Euro area: PMI by component
Headwinds for the euro area

Firstly, beginning in 2025, fiscal consolidation processes must begin in a large number of the bloc’s economies, after years of highly expansionary fiscal policies intended to offset the impact of COVID and the war in Ukraine. Among others, Italy and France are currently subject to excessive deficit procedures, forcing them to implement restrictive measures and meet a schedule of targets. Secondly, a tariff hike by the US would be a burden for economic activity in the euro area, as an open economy that relies on its foreign sector, and Germany and Italy would be particularly exposed (see the Focus «Exposure of the European economy to a US tariff hike» in this same report). On the upside, the rate cuts anticipated for the ECB will translate into a weaker headwind from monetary policy.

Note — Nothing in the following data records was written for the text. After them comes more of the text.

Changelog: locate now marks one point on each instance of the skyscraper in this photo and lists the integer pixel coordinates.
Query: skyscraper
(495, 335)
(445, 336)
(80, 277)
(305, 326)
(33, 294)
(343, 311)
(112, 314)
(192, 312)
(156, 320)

Euro area: exports of goods by geographical destination
China, the main target of Trump’s tariff policies

The Chinese economy has failed to pick up in Q4 despite the government’s efforts to stimulate consumption and investment. In year-on-year terms, industrial production in October was up 5.3% and retail sales, 3.2%, far short of their pre-pandemic averages for the same month. In addition, the situation in the country’s housing sector remains rather delicate, as indicated by the sector’s confidence index in October being near its all-time low. While China is likely to end up close enough to its 5.0% GDP growth target in 2024, the outlook for 2025 is less certain. On the one hand, this is because of the risks arising from the US tariff policy (China is one of the main targets, with threats of 60% tariffs already preceded by an announcement that on 20 January, the day of Trump’s inauguration, an additional tariff of 10% will be approved by executive order). On the other hand, the economy is facing structural difficulties related to the housing crisis and the weakness of household confidence indicators. These are factors which translate into weak domestic demand and widespread «disinflation»: headline inflation is practically zero (0.3% in October) and production prices have been falling for the past two years (–2.9% year-on-year in October).